Can a Child Decide Which Parent to Live With?

Divorce proceedings involving children necessitate a delicate balance, ensuring the child’s well-being while honouring the Family Law Act’s intent. The act emphasises a child’s right to maintain a meaningful relationship with both parents. However, the definition of ‘meaningful’ can vary based on individual family circumstances.

While separated parents might sometimes concur on parenting arrangements, they must always prioritise the child’s best interests. For instance, frequent changes in residence can unsettle children, necessitating longer duration stays as a solution.

One recurring query among parents is the age at which children can express their preferences about their living arrangements. 

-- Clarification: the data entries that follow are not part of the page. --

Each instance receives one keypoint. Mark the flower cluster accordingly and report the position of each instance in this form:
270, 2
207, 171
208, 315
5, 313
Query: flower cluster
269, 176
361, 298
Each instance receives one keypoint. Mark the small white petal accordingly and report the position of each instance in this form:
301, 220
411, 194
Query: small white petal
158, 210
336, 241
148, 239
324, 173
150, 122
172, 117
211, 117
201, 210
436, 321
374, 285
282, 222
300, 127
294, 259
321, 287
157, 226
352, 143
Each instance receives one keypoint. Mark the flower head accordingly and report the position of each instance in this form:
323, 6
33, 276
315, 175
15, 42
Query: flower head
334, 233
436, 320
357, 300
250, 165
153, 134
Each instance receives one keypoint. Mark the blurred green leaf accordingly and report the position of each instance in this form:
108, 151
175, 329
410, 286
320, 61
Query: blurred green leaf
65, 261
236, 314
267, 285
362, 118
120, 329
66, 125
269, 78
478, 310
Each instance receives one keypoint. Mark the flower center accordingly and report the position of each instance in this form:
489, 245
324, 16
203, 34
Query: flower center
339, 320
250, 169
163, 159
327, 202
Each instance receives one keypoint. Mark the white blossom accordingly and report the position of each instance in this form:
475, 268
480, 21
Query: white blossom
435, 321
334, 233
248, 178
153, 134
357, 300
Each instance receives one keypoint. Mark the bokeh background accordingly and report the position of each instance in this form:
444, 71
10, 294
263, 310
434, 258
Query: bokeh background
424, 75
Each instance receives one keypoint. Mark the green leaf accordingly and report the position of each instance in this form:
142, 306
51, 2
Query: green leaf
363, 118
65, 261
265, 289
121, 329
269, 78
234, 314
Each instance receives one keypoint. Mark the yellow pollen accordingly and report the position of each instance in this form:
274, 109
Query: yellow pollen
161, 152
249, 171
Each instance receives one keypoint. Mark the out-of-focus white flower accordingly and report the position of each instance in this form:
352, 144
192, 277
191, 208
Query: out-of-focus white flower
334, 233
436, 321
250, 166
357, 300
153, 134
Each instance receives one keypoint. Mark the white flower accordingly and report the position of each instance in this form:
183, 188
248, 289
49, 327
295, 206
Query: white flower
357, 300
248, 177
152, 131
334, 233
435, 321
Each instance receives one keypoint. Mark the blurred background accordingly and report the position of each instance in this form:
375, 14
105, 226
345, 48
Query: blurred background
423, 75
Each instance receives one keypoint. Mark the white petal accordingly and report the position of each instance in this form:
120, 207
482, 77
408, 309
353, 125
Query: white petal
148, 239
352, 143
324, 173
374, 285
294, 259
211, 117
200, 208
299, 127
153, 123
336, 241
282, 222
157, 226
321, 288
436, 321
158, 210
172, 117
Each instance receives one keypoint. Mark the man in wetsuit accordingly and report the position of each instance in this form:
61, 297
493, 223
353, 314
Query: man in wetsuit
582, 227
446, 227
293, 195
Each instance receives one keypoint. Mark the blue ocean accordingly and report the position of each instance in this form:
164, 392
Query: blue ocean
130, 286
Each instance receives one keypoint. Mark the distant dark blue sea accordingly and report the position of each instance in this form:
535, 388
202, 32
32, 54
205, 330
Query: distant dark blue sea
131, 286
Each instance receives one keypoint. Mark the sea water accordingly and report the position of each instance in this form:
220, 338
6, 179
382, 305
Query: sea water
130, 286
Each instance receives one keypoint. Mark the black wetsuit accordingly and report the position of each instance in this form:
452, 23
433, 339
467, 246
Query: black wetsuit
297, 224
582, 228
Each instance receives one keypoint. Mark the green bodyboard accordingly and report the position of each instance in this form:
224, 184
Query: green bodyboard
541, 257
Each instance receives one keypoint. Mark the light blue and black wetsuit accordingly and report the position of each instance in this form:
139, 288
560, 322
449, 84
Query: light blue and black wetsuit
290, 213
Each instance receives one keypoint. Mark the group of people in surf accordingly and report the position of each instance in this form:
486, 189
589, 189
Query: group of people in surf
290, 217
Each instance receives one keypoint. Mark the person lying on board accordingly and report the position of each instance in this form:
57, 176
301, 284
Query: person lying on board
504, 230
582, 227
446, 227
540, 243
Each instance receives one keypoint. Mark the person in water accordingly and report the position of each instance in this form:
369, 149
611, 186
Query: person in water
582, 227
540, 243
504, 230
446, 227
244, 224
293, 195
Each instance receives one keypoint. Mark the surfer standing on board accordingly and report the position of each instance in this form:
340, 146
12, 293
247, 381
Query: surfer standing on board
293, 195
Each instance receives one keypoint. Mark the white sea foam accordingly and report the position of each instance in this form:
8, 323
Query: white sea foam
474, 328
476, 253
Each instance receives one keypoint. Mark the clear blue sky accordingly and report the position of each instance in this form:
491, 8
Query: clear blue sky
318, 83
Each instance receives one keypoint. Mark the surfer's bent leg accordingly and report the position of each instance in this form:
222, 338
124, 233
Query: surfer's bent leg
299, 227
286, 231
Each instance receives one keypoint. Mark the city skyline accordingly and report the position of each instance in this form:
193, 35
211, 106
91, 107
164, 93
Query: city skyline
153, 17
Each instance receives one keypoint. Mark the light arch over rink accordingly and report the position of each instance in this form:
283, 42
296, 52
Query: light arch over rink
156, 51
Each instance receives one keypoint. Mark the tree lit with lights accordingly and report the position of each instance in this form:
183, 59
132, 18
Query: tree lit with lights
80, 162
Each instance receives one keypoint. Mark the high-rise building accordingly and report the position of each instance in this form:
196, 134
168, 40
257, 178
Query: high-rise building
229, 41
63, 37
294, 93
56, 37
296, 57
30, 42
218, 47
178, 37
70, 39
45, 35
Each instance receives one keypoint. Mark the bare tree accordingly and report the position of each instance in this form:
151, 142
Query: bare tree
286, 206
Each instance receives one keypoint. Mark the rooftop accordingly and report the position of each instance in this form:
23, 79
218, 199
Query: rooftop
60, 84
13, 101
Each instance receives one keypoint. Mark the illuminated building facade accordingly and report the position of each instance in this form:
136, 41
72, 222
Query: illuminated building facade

The courts, however, don’t set a fixed age. Instead, they consider multiple factors:

  • The child’s maturity level.
  • The child’s grasp of the situation and the decision’s implications.
  • Whether the child’s opinion is influenced by a parent.

Often, trained family consultants or psychologists assess these aspects after extensive interactions with the child.

Courts are generally reluctant to let children bear the weight of such decisions. Their choices can be clouded by the apprehension of upsetting a parent. Consequently, a child’s desires become one among several considerations in determining living arrangements.

However, as children age, their preferences carry more weight. For older children adamant about not seeing a particular parent, enforcing visits becomes a challenge.

For those parents navigating these complexities, consider your child’s wishes, especially as they grow older. But always remember that multiple factors shape the best arrangement for their welfare.

For those in harmonious co-parenting scenarios, consulting a child psychologist or family report writer can offer invaluable insights. A child-inclusive mediation, assisted by a family report writer, can help discern the best way forward.

After mutual agreement on a child’s living arrangement, we recommend sealing the decision with Consent Orders filed at the Family Court, providing clarity and assurance for the future.

If you’re grappling with such decisions and need expert advice, seeking a child custody lawyer or booking a family law consultation free of charge might be your best next step.


  1. At what age can a child decide which parent to live with?

   The courts don’t set a specific age. Instead, they evaluate the child’s maturity, understanding of the situation, and potential parental influences.

  1. How are a child’s wishes assessed in court?

   Typically, a trained family consultant or psychologist evaluates the child after spending considerable time interacting with them.

  1. What’s the importance of Consent Orders after deciding on a child’s living arrangement?

   Consent Orders filed with the Family Court offer clarity and security, ensuring that the agreed-upon arrangements are binding and provide consistency for the child’s future.